3. Finally, if the covariance value is close to zero, it indicates that the two variables are not interconnected.

### Standardization

One disadvantage of covariance as a measure of the strength of a linear relationship is the direction / strength of a gradient that depends on the units of the two variables. For example, the covariance between N uptake (%) and Animal Husbandry Results (tons) will be much greater if we convert% (1/100) to ppm (1 / million). If a covariant value is needed that does not depend on the unit of each variable, then we must standardize it first by dividing the covariance value by the standard deviation value of the two variables so that the value will be between -1 and +1. The statistical measure is known as the Pearson product moment correlation which measures the strength of the linear relationship (straight line) of the two variables. Linear correlation coefficients are sometimes referred to as Pearson correlation coefficients in honor of Karl Pearson (1857-1936), who first developed this statistical measure.
Standard Deviation of variables X and Y:
Correlation:
Covariance values ​​are standardized by dividing the covariance value by the standard deviation value of the two variables.

Correlation characteristics:
• The value of r always lies between the digits of -1 and +1
• The value of r does not change if all data is good at variable x, variable y, or both multiplied by a value of a constant (c) specified (provided c ≠ 0).
• The value of r does not change if all data is good at the x variable, y variable, or both added with a certain constant value (c).
• The value of r will not be affected by determining which variable x and which variable y. Both variables are interchangeable.
• The r value is only for measuring the strength of linear relationships, and is not designed to measure non-linear relationships

Assumption for correlation analysis:
Paired data samples (x, y) are random samples and quantitative data.
Samples Data (x, y) must be normally distributed.
Note: It must be remembered that correlation analysis is very sensitive to outliers!

Assumptions can be checked visually using:
Boxplots, histograms & univariate scatterplots for each variable
Bivariate scatterplots

If it does not fulfill one of the assumptions, for example, the data is not normally distributed (or there are data outliers), we can test it using Spearman correlation (Spearman rank correlation), correlation for non-parametric analysis.

### Coefficient of Determination

The correlation coefficient, r, only provides a measure of strength and direction of a linear relationship between two variables. However, it does not provide information on what proportion of variation (variation) of the dependent variable (Y) can be explained or caused by a linear relationship with the value of the independent variable (X).

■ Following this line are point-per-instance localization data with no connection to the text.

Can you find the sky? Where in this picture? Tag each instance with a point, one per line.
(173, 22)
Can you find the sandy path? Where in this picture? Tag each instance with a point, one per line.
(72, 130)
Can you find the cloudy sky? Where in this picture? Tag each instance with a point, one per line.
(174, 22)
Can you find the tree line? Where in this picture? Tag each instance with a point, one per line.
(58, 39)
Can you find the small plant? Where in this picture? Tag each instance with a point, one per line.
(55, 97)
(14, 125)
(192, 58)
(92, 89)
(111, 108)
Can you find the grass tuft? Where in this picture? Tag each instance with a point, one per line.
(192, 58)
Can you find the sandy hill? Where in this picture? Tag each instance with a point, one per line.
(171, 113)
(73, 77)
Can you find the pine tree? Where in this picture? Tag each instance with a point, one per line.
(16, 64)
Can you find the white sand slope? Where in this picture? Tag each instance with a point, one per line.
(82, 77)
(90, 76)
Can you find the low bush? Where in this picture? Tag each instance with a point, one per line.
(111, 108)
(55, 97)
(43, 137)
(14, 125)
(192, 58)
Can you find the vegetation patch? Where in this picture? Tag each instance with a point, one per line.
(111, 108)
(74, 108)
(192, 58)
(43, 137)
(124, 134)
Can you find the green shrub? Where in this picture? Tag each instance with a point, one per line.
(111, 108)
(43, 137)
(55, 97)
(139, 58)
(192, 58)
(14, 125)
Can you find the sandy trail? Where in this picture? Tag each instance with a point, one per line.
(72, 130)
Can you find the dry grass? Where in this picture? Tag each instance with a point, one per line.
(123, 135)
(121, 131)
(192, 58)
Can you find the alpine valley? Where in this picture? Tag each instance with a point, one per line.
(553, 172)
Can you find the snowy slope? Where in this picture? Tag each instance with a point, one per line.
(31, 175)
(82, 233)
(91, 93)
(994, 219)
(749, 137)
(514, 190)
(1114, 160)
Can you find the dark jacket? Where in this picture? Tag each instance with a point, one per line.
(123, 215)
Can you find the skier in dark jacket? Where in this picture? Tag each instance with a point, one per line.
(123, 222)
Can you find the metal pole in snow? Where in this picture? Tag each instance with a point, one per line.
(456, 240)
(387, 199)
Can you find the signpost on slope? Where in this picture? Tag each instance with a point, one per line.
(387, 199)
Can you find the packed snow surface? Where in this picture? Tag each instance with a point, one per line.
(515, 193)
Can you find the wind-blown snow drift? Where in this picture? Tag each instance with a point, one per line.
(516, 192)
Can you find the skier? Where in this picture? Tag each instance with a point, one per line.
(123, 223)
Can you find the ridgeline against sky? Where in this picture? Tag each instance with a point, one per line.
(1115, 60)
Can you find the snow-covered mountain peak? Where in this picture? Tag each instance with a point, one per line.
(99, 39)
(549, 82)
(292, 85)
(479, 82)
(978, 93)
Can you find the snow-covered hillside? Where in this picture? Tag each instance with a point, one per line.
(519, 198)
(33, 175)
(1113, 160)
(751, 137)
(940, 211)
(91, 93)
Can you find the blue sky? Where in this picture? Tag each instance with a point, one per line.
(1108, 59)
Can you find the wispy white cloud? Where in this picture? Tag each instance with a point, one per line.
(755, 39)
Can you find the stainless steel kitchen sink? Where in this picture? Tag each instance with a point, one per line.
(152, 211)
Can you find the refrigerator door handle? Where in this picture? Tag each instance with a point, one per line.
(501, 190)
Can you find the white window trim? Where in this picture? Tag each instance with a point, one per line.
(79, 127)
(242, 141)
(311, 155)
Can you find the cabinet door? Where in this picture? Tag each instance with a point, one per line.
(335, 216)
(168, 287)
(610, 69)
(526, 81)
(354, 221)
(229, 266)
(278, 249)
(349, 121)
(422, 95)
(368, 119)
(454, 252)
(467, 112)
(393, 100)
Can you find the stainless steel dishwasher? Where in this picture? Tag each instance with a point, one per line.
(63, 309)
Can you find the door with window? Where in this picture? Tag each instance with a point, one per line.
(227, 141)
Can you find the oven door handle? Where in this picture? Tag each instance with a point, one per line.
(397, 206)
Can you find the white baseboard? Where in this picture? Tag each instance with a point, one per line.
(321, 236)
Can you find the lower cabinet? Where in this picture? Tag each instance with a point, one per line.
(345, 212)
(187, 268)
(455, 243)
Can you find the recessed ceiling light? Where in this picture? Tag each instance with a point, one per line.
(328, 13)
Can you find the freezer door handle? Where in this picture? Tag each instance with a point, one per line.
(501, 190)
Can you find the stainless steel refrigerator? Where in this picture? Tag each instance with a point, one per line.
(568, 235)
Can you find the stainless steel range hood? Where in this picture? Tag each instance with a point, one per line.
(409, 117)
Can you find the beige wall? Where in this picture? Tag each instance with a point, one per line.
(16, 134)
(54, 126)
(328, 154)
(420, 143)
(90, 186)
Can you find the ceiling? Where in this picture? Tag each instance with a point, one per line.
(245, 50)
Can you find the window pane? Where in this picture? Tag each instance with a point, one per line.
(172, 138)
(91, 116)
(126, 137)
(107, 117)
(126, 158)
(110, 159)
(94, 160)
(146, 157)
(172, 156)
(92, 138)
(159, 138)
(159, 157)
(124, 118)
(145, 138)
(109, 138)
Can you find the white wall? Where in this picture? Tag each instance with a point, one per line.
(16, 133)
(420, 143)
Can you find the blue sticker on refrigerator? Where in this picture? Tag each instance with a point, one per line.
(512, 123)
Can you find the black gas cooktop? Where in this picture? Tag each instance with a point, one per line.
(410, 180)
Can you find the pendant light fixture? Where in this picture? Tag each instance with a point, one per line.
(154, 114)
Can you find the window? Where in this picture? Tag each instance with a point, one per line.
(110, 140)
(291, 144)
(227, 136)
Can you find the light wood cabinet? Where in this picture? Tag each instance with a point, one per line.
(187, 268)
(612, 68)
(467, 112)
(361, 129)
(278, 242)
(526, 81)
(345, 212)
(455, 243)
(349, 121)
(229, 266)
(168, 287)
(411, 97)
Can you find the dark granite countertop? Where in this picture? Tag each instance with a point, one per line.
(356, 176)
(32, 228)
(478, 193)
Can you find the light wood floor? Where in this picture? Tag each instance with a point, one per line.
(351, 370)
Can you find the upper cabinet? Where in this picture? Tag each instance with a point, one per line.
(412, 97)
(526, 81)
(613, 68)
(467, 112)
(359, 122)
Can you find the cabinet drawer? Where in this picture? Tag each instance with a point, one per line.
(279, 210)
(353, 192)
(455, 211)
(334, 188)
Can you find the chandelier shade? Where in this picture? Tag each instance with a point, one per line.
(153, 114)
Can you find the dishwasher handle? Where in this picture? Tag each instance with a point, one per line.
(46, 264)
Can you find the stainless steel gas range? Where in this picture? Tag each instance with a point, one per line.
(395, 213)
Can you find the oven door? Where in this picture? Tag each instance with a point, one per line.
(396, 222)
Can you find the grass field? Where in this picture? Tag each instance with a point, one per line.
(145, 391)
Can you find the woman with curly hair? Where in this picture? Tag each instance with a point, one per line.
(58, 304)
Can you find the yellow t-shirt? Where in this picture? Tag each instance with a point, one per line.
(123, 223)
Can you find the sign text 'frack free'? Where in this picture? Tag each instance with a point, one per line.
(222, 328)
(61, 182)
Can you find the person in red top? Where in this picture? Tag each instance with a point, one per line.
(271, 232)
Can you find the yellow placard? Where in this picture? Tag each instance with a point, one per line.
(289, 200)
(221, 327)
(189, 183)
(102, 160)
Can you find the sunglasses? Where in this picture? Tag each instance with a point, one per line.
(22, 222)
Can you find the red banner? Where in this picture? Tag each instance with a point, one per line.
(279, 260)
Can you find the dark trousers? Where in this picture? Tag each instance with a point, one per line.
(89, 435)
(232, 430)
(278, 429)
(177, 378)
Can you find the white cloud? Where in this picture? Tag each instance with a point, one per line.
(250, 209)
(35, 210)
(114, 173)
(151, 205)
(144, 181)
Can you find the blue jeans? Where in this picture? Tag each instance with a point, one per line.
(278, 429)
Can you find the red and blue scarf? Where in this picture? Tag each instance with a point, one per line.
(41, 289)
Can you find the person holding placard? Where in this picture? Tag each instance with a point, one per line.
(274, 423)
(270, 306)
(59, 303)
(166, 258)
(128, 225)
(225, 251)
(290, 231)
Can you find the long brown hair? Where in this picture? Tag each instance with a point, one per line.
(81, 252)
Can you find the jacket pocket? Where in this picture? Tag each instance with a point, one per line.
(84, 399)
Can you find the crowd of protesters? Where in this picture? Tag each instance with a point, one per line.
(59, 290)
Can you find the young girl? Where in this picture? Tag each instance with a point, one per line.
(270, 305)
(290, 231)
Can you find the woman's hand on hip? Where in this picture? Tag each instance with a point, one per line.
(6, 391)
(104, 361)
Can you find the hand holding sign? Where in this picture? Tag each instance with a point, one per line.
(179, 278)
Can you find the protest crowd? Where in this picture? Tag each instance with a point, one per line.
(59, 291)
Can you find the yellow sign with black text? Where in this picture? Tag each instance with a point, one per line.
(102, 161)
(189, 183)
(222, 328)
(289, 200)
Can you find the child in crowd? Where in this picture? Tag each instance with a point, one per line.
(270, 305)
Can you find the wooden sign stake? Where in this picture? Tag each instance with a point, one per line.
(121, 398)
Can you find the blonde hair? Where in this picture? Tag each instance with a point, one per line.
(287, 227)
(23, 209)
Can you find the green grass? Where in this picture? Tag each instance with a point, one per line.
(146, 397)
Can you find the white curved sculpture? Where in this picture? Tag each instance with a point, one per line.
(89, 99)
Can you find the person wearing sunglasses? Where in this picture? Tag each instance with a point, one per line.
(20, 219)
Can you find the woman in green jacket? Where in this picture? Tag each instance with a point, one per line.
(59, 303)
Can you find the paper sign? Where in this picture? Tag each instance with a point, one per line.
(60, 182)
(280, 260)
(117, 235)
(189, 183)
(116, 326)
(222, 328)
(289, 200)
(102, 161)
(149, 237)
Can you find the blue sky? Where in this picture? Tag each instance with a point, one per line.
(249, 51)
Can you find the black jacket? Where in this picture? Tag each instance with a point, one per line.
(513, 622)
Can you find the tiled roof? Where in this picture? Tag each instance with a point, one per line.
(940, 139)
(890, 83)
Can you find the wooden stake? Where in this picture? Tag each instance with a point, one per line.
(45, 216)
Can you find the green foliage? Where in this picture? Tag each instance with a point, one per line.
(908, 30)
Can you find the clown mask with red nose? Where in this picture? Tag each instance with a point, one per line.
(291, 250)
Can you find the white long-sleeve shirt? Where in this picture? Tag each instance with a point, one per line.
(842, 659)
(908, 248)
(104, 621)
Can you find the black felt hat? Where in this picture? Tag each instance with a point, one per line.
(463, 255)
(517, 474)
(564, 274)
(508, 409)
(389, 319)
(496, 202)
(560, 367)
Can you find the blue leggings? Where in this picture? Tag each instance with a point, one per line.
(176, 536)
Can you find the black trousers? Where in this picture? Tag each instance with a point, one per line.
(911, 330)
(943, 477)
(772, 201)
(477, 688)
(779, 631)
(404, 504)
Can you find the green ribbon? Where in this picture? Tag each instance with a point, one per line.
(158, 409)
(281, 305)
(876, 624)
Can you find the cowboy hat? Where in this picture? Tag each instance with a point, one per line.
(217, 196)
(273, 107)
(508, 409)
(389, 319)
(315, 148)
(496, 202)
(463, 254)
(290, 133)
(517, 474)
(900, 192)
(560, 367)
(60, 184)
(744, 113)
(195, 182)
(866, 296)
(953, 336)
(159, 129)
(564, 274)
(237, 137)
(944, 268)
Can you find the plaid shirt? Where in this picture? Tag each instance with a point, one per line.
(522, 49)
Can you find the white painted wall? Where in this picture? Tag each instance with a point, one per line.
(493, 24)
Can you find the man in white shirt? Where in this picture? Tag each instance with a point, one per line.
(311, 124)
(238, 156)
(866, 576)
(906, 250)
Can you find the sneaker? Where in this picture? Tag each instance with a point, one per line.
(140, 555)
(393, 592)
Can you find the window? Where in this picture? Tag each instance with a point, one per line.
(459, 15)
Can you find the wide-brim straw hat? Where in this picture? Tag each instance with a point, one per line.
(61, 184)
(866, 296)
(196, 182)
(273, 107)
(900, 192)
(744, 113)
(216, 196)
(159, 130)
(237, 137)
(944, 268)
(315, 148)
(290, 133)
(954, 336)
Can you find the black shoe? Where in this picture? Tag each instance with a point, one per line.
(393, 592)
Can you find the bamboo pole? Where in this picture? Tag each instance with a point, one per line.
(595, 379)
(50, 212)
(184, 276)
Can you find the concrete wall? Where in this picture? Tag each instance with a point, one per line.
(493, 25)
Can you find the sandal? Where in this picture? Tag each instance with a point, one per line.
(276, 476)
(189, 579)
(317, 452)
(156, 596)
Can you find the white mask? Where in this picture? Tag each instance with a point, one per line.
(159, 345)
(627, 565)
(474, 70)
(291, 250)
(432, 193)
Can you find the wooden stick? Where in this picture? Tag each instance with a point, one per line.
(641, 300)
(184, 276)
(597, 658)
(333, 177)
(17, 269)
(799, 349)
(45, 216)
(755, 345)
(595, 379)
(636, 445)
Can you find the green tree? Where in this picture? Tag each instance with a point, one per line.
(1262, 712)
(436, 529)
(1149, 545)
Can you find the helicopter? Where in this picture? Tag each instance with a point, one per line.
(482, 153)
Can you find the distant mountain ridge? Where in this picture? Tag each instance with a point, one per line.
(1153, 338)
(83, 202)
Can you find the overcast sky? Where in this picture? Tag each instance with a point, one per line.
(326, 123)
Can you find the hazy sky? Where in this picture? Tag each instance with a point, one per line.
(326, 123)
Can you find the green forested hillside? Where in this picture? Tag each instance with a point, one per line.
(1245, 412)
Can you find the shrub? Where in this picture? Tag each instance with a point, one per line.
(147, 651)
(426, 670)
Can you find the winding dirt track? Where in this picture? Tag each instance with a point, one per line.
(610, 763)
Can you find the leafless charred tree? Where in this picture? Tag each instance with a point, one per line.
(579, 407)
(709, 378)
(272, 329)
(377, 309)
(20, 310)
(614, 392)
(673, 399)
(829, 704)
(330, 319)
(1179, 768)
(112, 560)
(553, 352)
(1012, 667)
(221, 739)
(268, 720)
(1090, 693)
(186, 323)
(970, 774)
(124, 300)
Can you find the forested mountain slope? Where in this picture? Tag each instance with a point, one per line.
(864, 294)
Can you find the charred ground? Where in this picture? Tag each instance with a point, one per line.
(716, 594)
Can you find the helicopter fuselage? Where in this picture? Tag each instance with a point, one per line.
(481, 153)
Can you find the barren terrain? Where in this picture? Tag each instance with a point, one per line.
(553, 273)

The value of r cannot be compared directly, for example we cannot say that the value r = 0.8 is double the value of r = 0.4.
Fortunately, the square value of r can accurately measure the ratio / proposition, and this statistical value is called the Determination Coefficient, r2. Thus, the Determination Coefficient can be defined as a value that states the diversity proportion Y which can be explained / explained by a linear relationship between variables X and Y.
For example, if the correlation value (r) between N uptake and yield = 0.8, then r2 = 0.8 x 0.8 = 0.64 = 64%. This means that 64% of the diversity of rice yields can be explained / explained by the high and low uptake of N. The remaining 36% may be due to other factors or errors from the experiment.